Blame! is dark, dystopian, eerie, and almost with a poetic quality, it’s close to being a sci-fi classic but it alas it lacks in clarity.

ART: 6

A lot of line and darkness, this is no clean art here. Panels can be confusing at times, especially during fights (which is half of the manga, the other half consists of hiking), but that sketchbook feeling gives a lot of character to the manga.

POLITICAL POTENTIAL: 6

Killy, the protagonist, meets different groups on his quest, each with a different state of distress and stability, but knowledge about the global picture is certainly lost. Most of his interactions are murderous and he is up to genocide when he finds a group of cyborgs named silicon life.
The best political content is definitely about economic growth: in Blame’s world, extractivism, development and science are left unchecked and it’s not pretty.
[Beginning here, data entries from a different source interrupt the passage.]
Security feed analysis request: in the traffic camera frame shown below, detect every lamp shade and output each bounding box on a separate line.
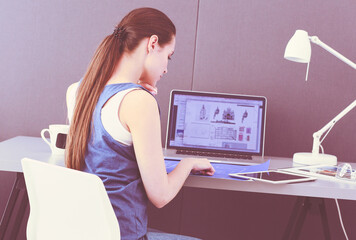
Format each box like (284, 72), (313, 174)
(284, 30), (311, 63)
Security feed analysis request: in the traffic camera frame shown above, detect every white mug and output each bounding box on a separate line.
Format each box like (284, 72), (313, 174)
(41, 124), (69, 155)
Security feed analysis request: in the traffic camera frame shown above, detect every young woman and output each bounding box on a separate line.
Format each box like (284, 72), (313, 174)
(66, 8), (214, 239)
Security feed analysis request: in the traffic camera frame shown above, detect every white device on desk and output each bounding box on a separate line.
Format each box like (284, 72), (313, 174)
(284, 30), (356, 165)
(164, 90), (267, 163)
(229, 170), (316, 184)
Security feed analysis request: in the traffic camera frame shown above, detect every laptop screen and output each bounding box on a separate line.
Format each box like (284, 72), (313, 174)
(166, 90), (267, 155)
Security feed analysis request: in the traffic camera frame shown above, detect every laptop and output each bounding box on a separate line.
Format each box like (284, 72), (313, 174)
(164, 90), (267, 165)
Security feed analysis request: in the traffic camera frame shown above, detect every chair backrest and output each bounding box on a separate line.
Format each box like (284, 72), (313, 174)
(22, 158), (120, 240)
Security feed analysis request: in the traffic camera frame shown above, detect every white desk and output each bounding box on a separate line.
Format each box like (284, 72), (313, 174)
(0, 136), (356, 240)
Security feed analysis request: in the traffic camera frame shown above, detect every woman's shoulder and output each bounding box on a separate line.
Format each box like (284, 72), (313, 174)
(122, 88), (158, 110)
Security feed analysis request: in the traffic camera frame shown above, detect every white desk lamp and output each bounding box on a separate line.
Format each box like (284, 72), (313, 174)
(284, 30), (356, 165)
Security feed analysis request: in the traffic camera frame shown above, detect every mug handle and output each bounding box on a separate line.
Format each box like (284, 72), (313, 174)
(41, 128), (51, 147)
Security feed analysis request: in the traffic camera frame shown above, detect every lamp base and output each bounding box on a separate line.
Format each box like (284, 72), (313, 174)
(293, 152), (337, 166)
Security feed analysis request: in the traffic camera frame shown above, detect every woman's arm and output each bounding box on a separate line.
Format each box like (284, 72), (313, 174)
(119, 90), (214, 208)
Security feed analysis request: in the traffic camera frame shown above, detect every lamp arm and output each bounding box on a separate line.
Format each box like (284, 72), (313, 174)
(312, 100), (356, 154)
(309, 36), (356, 69)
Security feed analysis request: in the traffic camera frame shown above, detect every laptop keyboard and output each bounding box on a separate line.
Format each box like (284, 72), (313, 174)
(177, 150), (252, 160)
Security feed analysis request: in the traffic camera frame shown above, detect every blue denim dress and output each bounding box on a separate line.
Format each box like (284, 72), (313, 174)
(83, 83), (148, 240)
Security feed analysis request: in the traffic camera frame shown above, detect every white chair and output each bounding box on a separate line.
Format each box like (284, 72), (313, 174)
(21, 158), (120, 240)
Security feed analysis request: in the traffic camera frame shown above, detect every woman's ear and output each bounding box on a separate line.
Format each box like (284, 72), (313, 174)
(147, 35), (158, 52)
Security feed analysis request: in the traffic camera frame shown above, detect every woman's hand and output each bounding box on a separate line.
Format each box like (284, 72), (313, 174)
(138, 81), (158, 96)
(182, 158), (215, 176)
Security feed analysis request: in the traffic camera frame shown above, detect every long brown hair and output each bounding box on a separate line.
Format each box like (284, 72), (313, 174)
(66, 8), (176, 170)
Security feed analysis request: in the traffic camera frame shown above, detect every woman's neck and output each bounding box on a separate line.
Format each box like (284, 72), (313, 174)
(107, 41), (147, 85)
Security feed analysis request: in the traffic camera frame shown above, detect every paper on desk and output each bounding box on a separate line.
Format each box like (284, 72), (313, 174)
(165, 160), (270, 180)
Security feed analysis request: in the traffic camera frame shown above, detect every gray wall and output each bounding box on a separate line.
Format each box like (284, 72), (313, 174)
(0, 0), (356, 239)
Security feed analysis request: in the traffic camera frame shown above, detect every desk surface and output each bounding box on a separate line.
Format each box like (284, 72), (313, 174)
(0, 136), (356, 200)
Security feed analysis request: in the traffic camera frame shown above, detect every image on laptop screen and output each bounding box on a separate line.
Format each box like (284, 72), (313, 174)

Perpetual growth has reached a point where humans are almost irrelevant now. The maze of buildings is so vast that it’s almost impossible to find something that’s not artificial. Although civilization has collapsed, there is no comeback of nature, and ruins are slowly decaying without being overgrown by plants or anything. Even the sky is not visible, most of the landscape is moving, animated by rogue machines and seemingly infinite, green energy (the dream of many apolitical ecologists today), but there is barely any life, mostly an immense, empty, megastructure.

Written more than 20 years ago, this perspective is becoming even more interesting today since the mass of human infrastructure became larger than the global biomass in 2020 and AI creeping shadow is looming closer on us! So what about looking for sobriety instead of clean energy?

Endless energy and economic growth yay!
Endless energy and economic growth yay (tower scale~1000km)!

FEMINISM: 6

Despite how altered the human race is in Blame, genders seem to still stick around. Women, however, are not treated much different than others in this manga and their (more or less artificial) bodies are long and skinny, without unnecessary male gaze. This is in sharp contrast with the movie version of Blame! that was drawn 15 years later, and features some of the same protagonists with sexualized bodies and ridiculous breasts, what a regression.
There is a few scenes were women are exploited in laboratories for their genes or reproductive capacities but, for a title that has so many violent deaths, it is quite a miracle that there is not a single scene of sexual assault to be found.

Here is a panel with three female characters, and they are not even chatting about the hero.
Here is a panel with three female characters, and they are not even chatting about the hero.

CONCLUSION: 6

Give Blame! a try. You will either be confused by the plot and annoyed by the sketchy art, or, be dragged along the epic urban exploration of a murderous administrative agent for a few hundred thousand kilometers of dystopian hiking!

Climb the stairs for 6000km and you will reach the entrance of the next megastructure.
Climb the stairs for 6000km and you will reach the entrance of the next megastructure.